Pumpkin Soup

a weblog with an allotment attached

7 April 2006

The Allotment Factor.

(with apologies to Gordon Burns and television’s toughest quiz)

Planning and maintaining an allotment is a tough challenge, testing contestants’ plot holders’ physical and intellectual capabilities to the limit. Have you got what it takes to succeed? In order to calculate your individual allotment factor, you will be tested in the following trials:

Mental Agility - You will need to think quickly in order to tackle questions such as, “As part of a system of crop rotation, what should be planted in a bed given that it contained potatoes two years ago, has been recently manured, faces north easterly and is often used as a path by both local foxes and your fellow allotmenteers?”

Response - A test of your ability to complete various complex tasks in sequence and under trying conditions. Typical challenges include pricking out, potting on, hardening off and planting out, all in ridiculous weather.

Observation - This is often a spot the difference test, for example, “How many onions have been pulled out by the wood pigeons since you last visited the plot?” or, “What the devil’s happened to my spade, I know I left it here yesterday?”

Physical Ability - There’s no death slide, but there’s plenty of mud and back-breaking hard labour that will push you to the very limit of your endurance. Or you could hire a rotovator.

Intelligence - The test that many allotment holders lose sleep over. How exactly do you calculate the optimum number of raised beds and arrange them in a workable, yet attractive fashion, while leaving adequate room for wheelbarrow sized paths? Not for the faint of heart.

Bed plan

General Knowledge - This is a quick-fire round testing your knowledge of plants, propogation, soil condition, meteorology, diplomacy, wildlife, recycling and so much more.

My allotment factor when tested in all these areas? About -5. But I’m getting better all the time.

Filed under: Hard labour, Review & plan — Clare @ 12:20 pm


5 responses

  1. Anna

    My main activity at the moment is standing looking at a picture like yours of my beds and the pile of seed packets and trying to figure out how I have so many beds but not enough room to fit everything in when it needs to go in!

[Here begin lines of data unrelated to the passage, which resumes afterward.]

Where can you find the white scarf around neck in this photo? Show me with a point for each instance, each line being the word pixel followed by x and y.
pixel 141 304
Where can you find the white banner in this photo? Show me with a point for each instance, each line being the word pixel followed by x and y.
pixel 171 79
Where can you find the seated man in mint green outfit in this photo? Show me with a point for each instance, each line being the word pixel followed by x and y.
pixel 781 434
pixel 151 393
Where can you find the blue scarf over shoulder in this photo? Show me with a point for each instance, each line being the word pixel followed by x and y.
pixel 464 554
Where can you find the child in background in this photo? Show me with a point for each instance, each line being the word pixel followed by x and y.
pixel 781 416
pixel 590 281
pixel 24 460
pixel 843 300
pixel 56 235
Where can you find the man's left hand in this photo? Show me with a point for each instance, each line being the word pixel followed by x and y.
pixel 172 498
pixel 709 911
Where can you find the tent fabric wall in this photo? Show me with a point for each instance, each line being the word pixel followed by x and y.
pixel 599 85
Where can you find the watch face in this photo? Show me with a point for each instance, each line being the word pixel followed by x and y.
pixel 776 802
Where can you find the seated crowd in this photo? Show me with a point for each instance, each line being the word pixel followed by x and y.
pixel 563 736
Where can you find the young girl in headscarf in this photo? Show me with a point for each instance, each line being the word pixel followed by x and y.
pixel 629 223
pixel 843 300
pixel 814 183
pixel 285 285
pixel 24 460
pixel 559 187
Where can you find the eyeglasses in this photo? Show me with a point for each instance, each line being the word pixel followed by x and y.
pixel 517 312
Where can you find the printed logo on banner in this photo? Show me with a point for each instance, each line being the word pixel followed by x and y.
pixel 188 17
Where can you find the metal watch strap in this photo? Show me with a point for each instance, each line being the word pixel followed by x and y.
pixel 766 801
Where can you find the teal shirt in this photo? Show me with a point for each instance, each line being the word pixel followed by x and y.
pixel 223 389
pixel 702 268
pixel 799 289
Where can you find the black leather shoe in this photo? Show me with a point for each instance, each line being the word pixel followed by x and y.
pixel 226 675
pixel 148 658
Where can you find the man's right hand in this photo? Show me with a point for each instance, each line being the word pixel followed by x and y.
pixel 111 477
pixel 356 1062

    You need a prediction game as well, ie will it snow 2 days after you put in your potatoes as the ground finally dried out after 2 weeks solid rain, and how many water butts will you require to get you through the summer?

    (07.04.06 @ 12:38 pm)

  2. Clare

    Ah yes - forecasting and divination. I’d score badly on that too, given that I’m always way too optimistic that we’ve already had the last frost.

    (07.04.06 @ 12:45 pm)

  3. Judith

    How about a memory round? I’ve just found my plan - only to find that although I’ve only planted potatoes, shallots and garlic so far - the shallots are in a different place on the plan, and it doesn’t even mention garlic!

    (08.04.06 @ 5:57 pm)

  4. Jooles

    I have found that if you assume a role ie in my case allotment supervisor and aquire an assistant of sorts ie an allotment employee then all I have to do is delegate and as the allotment is is my name I get all the credit!!! Ah! but ’tis my job to grow seeds into seedlings and then when the harvest is done (wishful thinking), my next role is to fill the freezer. Theres something about a freezer full to brimming with rhubarb and runner beans that fills the heart with joy, especially when we are in april and the rhubarb had begun to grow again and the freezer is still full to brimming with the damned stuff!!! I am going to the greenhouse - I may be some time.

    (09.04.06 @ 10:54 am)

  5. HelenHaricot

    we are just starting our vegblog so had a great time looking at others.
    I love the idea of the allotment factor. our plot[in the garden] seems both too big to keep weed free, and yet too small for all the seeds to fit in!